Next up, Flux Pavilion didn’t waste any time in taking names – beats were dropped and so did booties. Flux Pavilion, or Joshua Steele as his mother christened him, has been in existence since 2008 and, by industry standards, he’s the cool uncle of DJs with a huge list of international accolades and collabs tucked solidly into his back pocket. If South African scenesters had any doubts about his G-ism, all doubts were quelled. Well, sort of – we’ll overlook that ‘We Will Rock You’ moment. Ahem.
Onto the main order of business and topic of much debate, argument and tears – Crystal Castles.
“Jis, I saw Alice last night! Lyf made!” “Who’s this Edith bitch? She’s no Alice!” “I’ve waited 7 years to see them live!” “What’s this? No, really. What the hell is this???”

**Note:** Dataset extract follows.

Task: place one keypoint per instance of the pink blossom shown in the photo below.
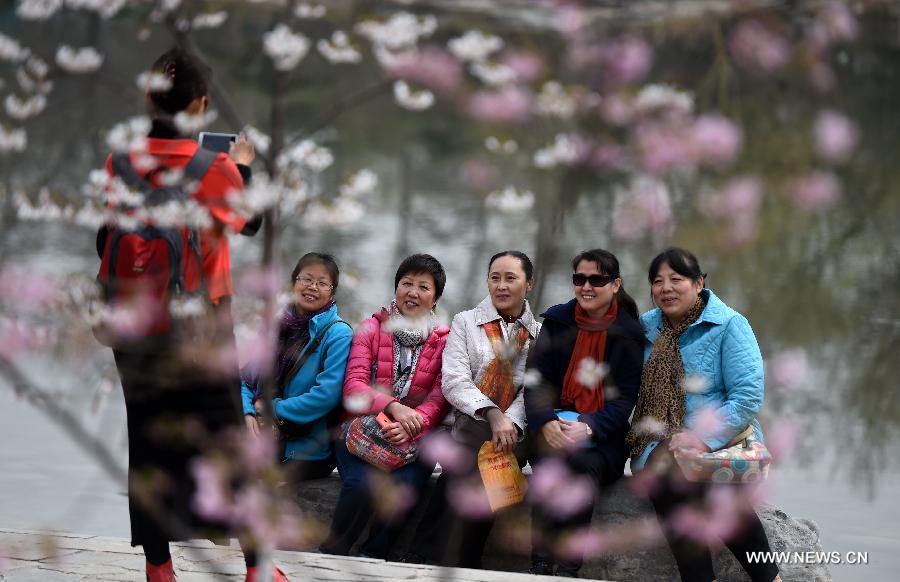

These are a few quotes that birthed itself from Crystal Castles’ performance. In a nutshell, for those who need to have the blanks filled in: Crystal Castles are an experimental electronic band formed in 2003 in Toronto, Ontario by songwriter/producer Ethan Kath, with newly introduced member, Alice Glass in 2006. Historically, they’re known for their chaotic live shows and lo-fi melancholic homemade productions.
FFW to 2015 – Alice is kaput; “so done”, and has been replaced with Edith Frances, which, on the surface and to those with okay eye-sight, might as well be the same person.
Now, to any 2005 scenester, Crystal Castles were/is the holy grail of electronica and nostalgia. To many, this was the first band they experienced a multitude of teen-things to and grew with them, as the years progressed.
Years having passed, Crystal Castles were set to perform their first-ever show without the infamous Alice Glass, in South Africa. Even though dismayed at the fact that their beloved Glass would not be gracing the stage, these kids were super stoked, nonetheless, that Crystal Castles chose them as guinea pigs for, what must have been, a nerve-wracking performance.
All’s well that ends well? Not quite. About two tracks in, long-standing fans were WTF-ing all over Carfax. Some jammed to heartfelt nostalgia, but others were confused by the quality of Edith’s performance, as well as the show having felt more like a DJ set than performances Crystal Castles were known for.
Look, fair enough. To all opinions. Crystal Castles have been known for a certain calibre performance over a couple of years, and to deep-dyed fans – yoh, I’m sorry, but, in all fairness, Crystal Castles in 2015 is another animal, all on its own, and so, a vastly different performance ought to have been expected.
To those wailing “but Edith isn’t Alice”. Yeah, exactly. Astute observation.
What cannot be excused, however, is Carfax’s terrible acoustics, which influenced Crystal Castles’ delivery, as well as P.H.Fat’s.
All in all? An electrifying evening with SA’s finest holding their own against international acts, where Alice is not Edith and Carfax ought to review their sound delivery.